Google uses AI technology to translate content into your preferred language. AI translations can contain errors.

Google Tensor에서 LiteRT 구현

1. 개요

Google Tensor SDK는 Pixel 기기용 LiteRT 모델을 컴파일하는 데 사용됩니다. 컴파일된 모델은 ML 추론 성능 향상을 위해 Pixel 기기에 배포할 수 있습니다. SDK를 사용하려면 먼저 모델을 LiteRT (tflite) 모델로 변환해야 합니다.

이 Codelab은 GitHub의 일반 Colab인 LiteRT AOT 컴파일 튜토리얼 Colab:을 기반으로 합니다.

목표

LiteRT AOT (Ahead-of-Time) 컴파일러를 사용하여 TFLite 모델에서 기기 내 EdgeTPU에 맞게 최적화되고 컴파일된 LiteRT 모델로 셀피 세분화 모델을 컴파일하는 방법을 알아봅니다.

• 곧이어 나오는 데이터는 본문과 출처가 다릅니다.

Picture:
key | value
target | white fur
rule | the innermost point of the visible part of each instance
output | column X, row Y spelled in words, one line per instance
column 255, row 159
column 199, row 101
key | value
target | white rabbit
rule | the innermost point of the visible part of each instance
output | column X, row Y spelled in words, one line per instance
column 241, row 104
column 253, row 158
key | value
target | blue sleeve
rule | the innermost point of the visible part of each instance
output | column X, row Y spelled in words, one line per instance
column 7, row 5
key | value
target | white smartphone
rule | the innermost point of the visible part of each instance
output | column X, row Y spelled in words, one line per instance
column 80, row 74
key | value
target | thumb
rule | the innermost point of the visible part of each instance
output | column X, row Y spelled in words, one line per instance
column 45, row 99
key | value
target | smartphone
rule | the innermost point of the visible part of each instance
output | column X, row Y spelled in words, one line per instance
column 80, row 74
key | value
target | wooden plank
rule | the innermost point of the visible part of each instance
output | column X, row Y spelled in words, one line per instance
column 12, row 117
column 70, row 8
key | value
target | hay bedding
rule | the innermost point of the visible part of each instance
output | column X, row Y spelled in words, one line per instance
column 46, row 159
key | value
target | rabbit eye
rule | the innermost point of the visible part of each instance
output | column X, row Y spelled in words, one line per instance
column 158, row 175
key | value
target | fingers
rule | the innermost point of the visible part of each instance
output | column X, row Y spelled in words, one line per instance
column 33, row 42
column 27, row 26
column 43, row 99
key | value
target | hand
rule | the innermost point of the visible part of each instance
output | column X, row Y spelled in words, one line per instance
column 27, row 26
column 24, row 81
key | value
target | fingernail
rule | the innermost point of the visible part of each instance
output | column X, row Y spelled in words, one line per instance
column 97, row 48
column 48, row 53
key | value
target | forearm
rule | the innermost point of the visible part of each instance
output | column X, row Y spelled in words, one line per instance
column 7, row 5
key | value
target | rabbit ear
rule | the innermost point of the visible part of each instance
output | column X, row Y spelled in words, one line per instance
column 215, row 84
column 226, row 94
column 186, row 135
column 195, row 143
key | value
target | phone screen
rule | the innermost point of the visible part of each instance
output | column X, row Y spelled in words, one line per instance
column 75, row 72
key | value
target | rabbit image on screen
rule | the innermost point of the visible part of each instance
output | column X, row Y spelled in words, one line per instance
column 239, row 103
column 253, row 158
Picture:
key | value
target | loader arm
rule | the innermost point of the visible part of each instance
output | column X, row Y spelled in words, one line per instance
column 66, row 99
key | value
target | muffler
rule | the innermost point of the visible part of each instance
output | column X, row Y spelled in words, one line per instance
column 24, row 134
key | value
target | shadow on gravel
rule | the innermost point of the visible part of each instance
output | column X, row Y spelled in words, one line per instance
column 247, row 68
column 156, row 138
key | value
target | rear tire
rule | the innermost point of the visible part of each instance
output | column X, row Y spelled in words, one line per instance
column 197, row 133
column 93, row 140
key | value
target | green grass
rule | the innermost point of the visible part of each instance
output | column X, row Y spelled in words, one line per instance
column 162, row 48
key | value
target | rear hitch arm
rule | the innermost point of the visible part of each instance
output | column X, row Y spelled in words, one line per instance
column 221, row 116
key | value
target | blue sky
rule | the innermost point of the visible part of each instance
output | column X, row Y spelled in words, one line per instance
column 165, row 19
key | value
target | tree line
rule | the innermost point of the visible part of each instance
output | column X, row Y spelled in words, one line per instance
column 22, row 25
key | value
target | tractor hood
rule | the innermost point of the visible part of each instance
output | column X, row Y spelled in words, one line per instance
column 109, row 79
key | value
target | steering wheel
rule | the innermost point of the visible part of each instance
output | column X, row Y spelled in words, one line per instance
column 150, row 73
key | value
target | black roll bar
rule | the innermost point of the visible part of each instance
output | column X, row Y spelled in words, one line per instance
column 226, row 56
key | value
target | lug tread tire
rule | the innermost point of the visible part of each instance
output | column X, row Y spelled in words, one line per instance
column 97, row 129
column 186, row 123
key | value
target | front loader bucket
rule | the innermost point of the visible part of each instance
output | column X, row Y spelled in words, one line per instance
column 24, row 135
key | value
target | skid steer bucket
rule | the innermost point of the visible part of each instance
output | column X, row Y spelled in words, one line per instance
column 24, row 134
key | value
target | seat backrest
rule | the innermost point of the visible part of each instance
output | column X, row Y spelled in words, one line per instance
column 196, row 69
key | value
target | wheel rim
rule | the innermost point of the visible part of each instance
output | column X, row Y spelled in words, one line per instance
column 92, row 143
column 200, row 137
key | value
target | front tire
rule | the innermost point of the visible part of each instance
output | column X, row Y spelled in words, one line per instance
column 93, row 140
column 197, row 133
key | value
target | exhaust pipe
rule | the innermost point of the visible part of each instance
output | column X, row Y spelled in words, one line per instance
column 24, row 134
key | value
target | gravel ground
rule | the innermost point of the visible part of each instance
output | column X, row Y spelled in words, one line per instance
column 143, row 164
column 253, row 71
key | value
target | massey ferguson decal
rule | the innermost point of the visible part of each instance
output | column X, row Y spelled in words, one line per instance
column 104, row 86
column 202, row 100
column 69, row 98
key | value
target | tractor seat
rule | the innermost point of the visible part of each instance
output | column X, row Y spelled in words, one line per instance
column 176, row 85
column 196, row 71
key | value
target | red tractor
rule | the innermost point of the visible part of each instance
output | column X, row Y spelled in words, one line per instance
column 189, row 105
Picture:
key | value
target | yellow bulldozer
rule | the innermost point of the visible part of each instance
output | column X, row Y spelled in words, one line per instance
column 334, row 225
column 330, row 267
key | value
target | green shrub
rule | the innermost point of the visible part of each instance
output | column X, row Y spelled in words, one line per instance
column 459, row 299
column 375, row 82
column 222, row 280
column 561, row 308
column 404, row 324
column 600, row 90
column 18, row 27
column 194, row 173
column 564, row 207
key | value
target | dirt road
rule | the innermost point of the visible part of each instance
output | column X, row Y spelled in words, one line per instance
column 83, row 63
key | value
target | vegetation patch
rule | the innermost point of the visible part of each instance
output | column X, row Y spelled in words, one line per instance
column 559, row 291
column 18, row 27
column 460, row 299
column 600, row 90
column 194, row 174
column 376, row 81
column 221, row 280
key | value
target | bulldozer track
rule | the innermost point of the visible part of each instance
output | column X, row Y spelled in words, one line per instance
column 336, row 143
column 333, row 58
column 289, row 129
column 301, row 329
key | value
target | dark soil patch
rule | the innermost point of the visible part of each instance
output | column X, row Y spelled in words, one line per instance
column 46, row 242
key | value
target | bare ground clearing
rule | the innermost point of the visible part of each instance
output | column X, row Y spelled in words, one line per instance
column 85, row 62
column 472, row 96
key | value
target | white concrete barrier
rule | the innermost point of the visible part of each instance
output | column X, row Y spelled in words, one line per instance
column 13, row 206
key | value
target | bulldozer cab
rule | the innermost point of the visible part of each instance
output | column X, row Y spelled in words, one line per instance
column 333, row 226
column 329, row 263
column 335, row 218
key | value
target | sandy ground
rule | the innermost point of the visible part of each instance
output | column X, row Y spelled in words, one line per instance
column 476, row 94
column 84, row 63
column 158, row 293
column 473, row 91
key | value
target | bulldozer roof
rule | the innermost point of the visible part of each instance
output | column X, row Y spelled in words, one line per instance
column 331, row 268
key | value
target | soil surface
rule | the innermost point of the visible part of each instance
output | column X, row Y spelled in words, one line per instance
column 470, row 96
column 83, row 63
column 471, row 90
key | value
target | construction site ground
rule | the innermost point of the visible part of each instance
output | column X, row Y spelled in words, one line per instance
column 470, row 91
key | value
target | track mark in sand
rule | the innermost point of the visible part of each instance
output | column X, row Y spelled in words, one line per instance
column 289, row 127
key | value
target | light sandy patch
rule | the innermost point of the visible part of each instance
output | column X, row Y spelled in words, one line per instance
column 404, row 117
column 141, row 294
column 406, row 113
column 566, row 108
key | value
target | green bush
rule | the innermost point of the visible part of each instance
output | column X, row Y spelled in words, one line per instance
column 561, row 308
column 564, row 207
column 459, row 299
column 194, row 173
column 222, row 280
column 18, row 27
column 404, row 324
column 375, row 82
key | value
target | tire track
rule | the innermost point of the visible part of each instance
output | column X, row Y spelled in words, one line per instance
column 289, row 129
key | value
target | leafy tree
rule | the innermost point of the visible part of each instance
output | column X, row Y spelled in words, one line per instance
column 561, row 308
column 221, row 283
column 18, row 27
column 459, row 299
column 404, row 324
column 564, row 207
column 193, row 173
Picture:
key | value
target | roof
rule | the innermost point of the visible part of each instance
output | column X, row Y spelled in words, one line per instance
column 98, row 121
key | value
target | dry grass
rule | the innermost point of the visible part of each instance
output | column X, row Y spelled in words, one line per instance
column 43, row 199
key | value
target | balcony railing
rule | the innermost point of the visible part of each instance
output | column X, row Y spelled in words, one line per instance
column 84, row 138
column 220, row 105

이 Colab에서는 기기 내 AI용 Play (PODAI)로 모델을 준비하는 단계도 안내합니다.

PODAI는 기기 내 AI 기능에 맞춤 모델을 더 효율적으로 제공합니다. AI 모델의 출시, 타겟팅, 버전 관리, 다운로드 프로세스를 간소화합니다. LiteRT EdgeTPU AOT 컴파일과 결합하면 개발자는 최종 사용자의 휴대전화에 어떤 EdgeTPU가 포함되어 있는지 알 필요 없이 다양한 기기에 컴파일된 ML 모델을 제공할 수 있습니다.

사용된 모델

사용 중인 모델은 원래 MediaPipe 이미지 분할 가이드에 게시되었습니다. 이 Codelab에서 사용된 모델에 관한 세부정보는 다음과 같습니다.

SelfieMulticlass: 사람의 이미지를 가져와 머리카락, 피부, 의류와 같은 영역을 찾고 이러한 항목의 이미지 분할 맵을 출력하는 LiteRT 모델입니다.

2. 시작하기

Google Tensor SDK에 액세스하고 시작하려면 다음 단계를 따르세요.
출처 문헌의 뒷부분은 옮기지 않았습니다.